Indeed, spokesman of the Ijaw Youths Leadership Forum, Kingsley Kuku told The Guardian yesterday, that the early morning selected attacks on the Ijaw youths' negotiating team by a secret killer squad had nullified the release plans.
Narrating the incidents, Kuku said some heavily armed men dressed in full military gear stormed the Warri home of George Timinimi, one of the negotiators, in three vehicles, and tried to kill him but he scaled the fence and fled into the bush, sustaining minor injuries in the process.
He disclosed that some other Ijaw youth leaders experienced similar attacks by the group dressed in military gear, stressing that this had scared off the negotiators and dimmed future prospect of negotiation with the captors, the Movement for the Emancipation of the Niger Delta.
“It appears we have been targeted for elimination and based on this, all the Ijaw youths leaders, who were negotiating have suspended further negotiation,” Kuku said.
The 19 Ijaw youth leaders had met last week in Effurun with government officials led by the Secretary to the Delta State Government (SSG), Dr Emmanuel Uduaghan and the Commissioner for Ethnic Relations and Conflict Resolution, Mr Ovuozorie Macaulay.
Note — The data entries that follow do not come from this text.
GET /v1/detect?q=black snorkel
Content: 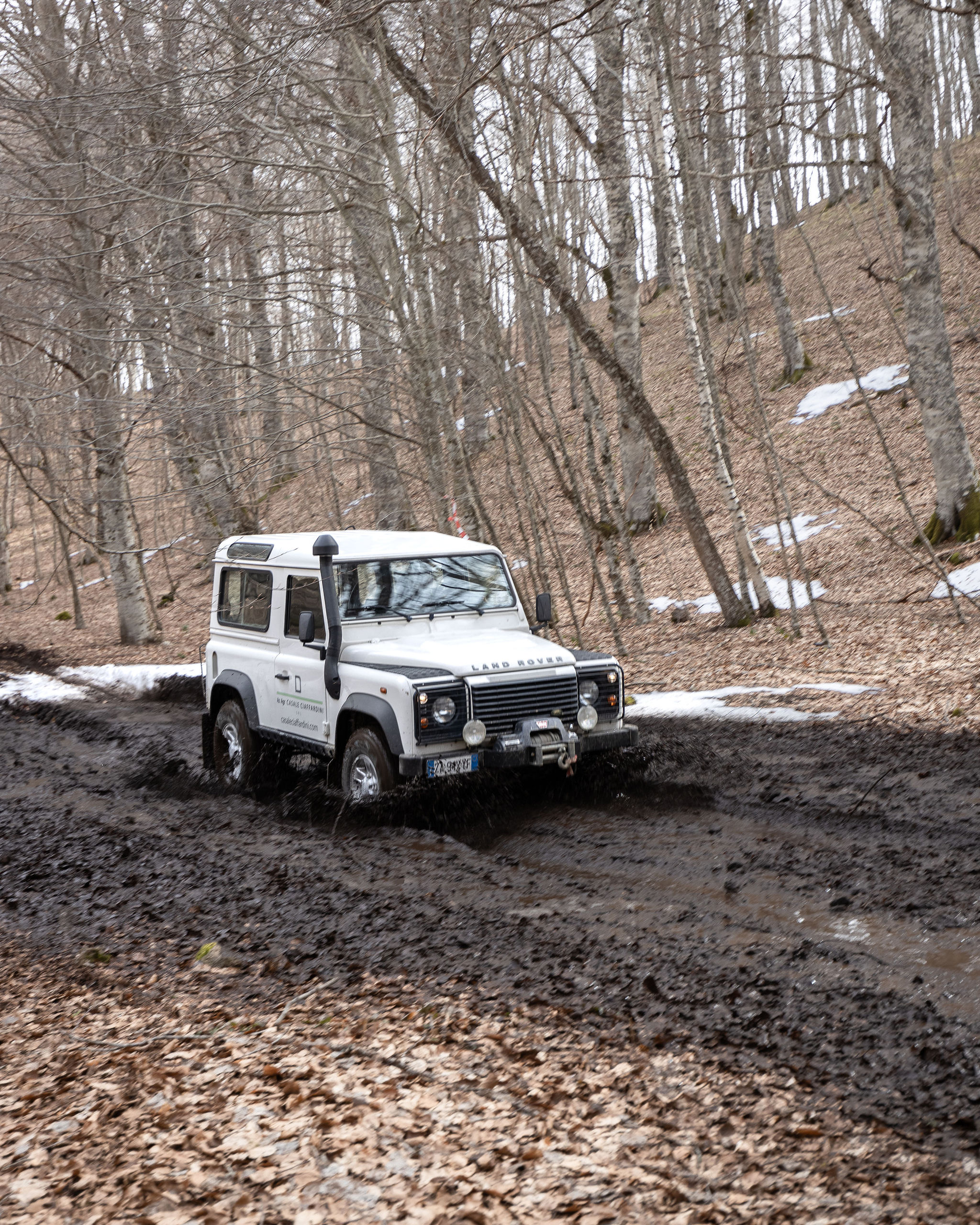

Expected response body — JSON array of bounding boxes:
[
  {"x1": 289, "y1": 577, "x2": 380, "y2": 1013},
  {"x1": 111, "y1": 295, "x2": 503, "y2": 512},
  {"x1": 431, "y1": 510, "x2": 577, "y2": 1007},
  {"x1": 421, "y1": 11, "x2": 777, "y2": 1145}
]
[{"x1": 313, "y1": 534, "x2": 343, "y2": 700}]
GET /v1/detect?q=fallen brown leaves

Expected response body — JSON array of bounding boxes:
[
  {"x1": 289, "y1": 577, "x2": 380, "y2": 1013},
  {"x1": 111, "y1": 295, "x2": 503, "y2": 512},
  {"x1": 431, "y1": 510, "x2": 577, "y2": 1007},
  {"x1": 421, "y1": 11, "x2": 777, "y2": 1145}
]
[{"x1": 0, "y1": 949, "x2": 980, "y2": 1225}]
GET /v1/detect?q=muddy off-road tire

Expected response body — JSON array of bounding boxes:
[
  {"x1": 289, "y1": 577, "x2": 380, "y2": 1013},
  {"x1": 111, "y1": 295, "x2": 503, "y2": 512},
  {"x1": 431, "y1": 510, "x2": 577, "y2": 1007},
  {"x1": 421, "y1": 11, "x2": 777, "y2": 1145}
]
[
  {"x1": 214, "y1": 698, "x2": 260, "y2": 791},
  {"x1": 341, "y1": 728, "x2": 398, "y2": 801}
]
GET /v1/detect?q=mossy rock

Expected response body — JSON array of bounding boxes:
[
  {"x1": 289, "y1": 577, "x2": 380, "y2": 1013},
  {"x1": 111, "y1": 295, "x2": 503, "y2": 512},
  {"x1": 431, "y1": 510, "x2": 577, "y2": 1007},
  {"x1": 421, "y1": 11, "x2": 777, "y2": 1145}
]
[{"x1": 957, "y1": 485, "x2": 980, "y2": 543}]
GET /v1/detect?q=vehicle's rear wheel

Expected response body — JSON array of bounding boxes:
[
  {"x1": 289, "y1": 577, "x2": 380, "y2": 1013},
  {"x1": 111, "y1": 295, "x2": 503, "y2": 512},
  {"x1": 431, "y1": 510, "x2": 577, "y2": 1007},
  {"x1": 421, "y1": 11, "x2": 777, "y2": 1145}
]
[
  {"x1": 341, "y1": 728, "x2": 398, "y2": 800},
  {"x1": 214, "y1": 698, "x2": 258, "y2": 791}
]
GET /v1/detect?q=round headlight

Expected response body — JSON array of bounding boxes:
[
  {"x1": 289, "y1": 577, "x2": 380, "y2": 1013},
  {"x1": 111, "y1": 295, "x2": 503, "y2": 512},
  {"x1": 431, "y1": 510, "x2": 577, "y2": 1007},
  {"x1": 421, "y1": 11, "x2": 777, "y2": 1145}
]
[
  {"x1": 578, "y1": 681, "x2": 599, "y2": 706},
  {"x1": 578, "y1": 704, "x2": 599, "y2": 731},
  {"x1": 463, "y1": 719, "x2": 486, "y2": 748}
]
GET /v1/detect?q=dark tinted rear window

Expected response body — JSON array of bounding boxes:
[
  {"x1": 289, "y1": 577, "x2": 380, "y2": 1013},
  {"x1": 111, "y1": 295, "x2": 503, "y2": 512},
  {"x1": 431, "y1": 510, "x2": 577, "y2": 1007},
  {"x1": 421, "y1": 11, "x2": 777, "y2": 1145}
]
[
  {"x1": 218, "y1": 567, "x2": 272, "y2": 630},
  {"x1": 285, "y1": 575, "x2": 326, "y2": 639}
]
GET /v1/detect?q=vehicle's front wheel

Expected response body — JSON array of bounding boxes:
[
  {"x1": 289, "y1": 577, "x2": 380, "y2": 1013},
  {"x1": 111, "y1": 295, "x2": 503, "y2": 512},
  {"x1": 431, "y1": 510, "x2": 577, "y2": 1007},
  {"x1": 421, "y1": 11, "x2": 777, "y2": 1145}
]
[
  {"x1": 214, "y1": 698, "x2": 258, "y2": 791},
  {"x1": 341, "y1": 728, "x2": 398, "y2": 800}
]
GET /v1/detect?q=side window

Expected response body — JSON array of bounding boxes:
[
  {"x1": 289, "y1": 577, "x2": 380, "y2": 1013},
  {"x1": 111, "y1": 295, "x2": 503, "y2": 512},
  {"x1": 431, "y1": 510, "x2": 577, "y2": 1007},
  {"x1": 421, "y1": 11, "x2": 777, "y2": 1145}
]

The meeting was to find a way out of the hostage stand off.
At the end of the parley, the youths had issued a fresh nine-point demand to the Federal Government, thus lengthening the list of such demands.
They noted the “marginalisation and exclusion of the Ijaw people and the refusal of the Nigerian State to seriously address the demands of the Ijaw people in over fifty years of peaceful agitation.”
The Ijaw youth leaders said the continued militarisation of the Niger Delta was escalating tension in the region, remarking that “the Ijaw people continue to be locked out of the oil economy while suffering the effects of oil exploitation on their lands and waters.”
However, they demanded the unconditional release of the Niger Delta pro-democracy and self-determination activist, Alhaji Mujaheed Dokubo-Asari and his lawyer, Uche Okwukwu.
They also requested the release of leader of the Movement for the Actualisation of the Sovereign State of Biafra (MASSOB), Chief Ralph Uwazurike and founder and leader of Oodua Peoples Organization (OPC), Dr Frederick Fasehun and Mr Gani Adams respectively.
Dokubo-Asari, Uwazurike, Fasehun and Adams are standing trial in court for alleged treason offences bordering on running illegal organizations, gun-running and crimes against the State.
Other demands by the Ijaw youths are:
DSP Alamieyeseigha (impeached governor of Bayelsa State) be given free, fair and expeditious trial so that his travails would not be seen as a demonstration of the singling out and persecution of an Ijaw leader amongst corrupt political office holders in Nigeria. (He is standing trial for alleged money laundering.)
The Federal Government enters into genuine dialogue with Ijaw people to address issues of economic, political and social exclusion.
Shell complies with the Federal High Court order to pay 1.5bn [] to Ijaws of Bayelsa State.
The 18 per cent derivation recommended by the Senator Ibrahim Mantu National Assembly Committee on Review of the 1999 Constitution “is vexatious, and nothing short of 25 per cent to be graduated to 50 per cent as demanded by the South-South people at the National Political Reform Conference remains the minimum point of departure on this issue.”
The International Community be called upon to prevail on the Federal Government to negotiate with the Ijaw in the interest of the security of the nation.
The Ijaw youth leaders, however, called for the release of the remaining three hostages.